I expect someone will get Gentoo booting on it pretty soon. Anyone know how that effort is going? Based on the hardware, I don't think it should be that different from the intel imac, which people are having some success with.

I will update this thread when I get the thing and check it out. If anyone can reply with what they know that would be great.

----------

## Elv13

these coputer have no bios, its actually impossible to most distro to work, or only boot. Actally knoppix have a working kernel for these computer but not gentoo

----------

## shazza

There's EFI support in current kernels, there's elilo, there's a number of bootable CDs around. Where's the problem then?

----------

## d_m

Yeah I was under the impression that elilo works at least, and that people have booted Gentoo on the macbook and intel imac (for instance).

Anyway, it shipped today so I will let people know what I discover.

----------

## d_m

Mini just arrived... let's see what the live CD can do.

----------

## d_m

So, for anyone else trying to do this, you can't boot the current live CDs due to the EFI. Check out http://www.mactel-linux.org/wiki/HOWTO for some ideas.

I downloaded the linked Ubuntu Live CD and tried to boot it. I got to the Apple Boot Device Selector, and saw the Linux CD show up. As soon as I tried to boot it I got a black screen and then very quickly swtched to booting OS X. Couldn't figure out what it said (it was only visible for a split second).

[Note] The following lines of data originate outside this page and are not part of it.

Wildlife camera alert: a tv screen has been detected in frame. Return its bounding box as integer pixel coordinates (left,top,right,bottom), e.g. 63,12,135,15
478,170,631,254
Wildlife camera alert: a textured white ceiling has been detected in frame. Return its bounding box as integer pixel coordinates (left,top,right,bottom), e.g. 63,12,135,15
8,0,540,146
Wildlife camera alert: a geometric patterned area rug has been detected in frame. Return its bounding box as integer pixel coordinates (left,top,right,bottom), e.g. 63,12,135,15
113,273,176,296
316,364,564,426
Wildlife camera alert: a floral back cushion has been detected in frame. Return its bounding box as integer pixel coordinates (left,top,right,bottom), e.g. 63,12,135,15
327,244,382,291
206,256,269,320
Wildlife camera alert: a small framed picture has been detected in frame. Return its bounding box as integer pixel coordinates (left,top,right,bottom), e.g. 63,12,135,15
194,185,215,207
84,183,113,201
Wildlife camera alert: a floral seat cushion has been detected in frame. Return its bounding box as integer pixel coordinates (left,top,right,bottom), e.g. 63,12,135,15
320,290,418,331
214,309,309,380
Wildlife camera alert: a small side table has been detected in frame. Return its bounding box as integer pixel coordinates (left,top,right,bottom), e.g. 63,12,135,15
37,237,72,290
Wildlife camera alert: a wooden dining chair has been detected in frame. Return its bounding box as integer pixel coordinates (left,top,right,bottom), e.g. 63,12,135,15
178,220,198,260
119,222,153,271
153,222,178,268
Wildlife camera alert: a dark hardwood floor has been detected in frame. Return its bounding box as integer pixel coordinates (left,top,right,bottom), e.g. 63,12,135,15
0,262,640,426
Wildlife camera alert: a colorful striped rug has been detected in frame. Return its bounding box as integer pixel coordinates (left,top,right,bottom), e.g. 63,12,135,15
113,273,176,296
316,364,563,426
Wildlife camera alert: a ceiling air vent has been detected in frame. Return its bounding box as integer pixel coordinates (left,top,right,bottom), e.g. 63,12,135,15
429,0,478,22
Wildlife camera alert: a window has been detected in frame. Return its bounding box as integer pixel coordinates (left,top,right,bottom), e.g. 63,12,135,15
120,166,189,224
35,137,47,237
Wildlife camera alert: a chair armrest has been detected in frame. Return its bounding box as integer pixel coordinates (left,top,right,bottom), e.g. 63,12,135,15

Seems like the current strategies involve USB flash drives. When I get home I may try that out.

----------

## Aonoa

 *d_m wrote:*   

> Seems like the current strategies involve USB flash drives. When I get home I may try that out.

 

Did you try booting from USB? I'm curious about the results.  :Smile: 

----------

## d_m

So I have managed to get the mini booting off of USB.

I can boot into rEFIt, and now I can boot linux (using a patched kernel). However, the display is still messed up. I'm trying to figure out if I need to just find the correct kernel invocation, or if the driver just isn't working for me.

If I try to boot with the new intel mac framebuffer, I get garbled output to the screen. If I try to disable the framebuffer, then I get no output (after decompressing the initrd).

Eventually I will try to post a basic guide to what I'm doing, but I'm reluctant to do so now.

----------

## chunderbunny

The garbled screen is probably due to the fact that the mini using a completely different graphics chipset to the other new intel-Macs. I doubt anyone has had time to get the new hardware working yet.

----------

## d_m

Actually I did get a patch that works.

Was able to boot the kernel with an ok framebuffer. The new problem is that the fstab i was using was inconsistent with my root device... working on that.

Seems like this should work pretty soon.

----------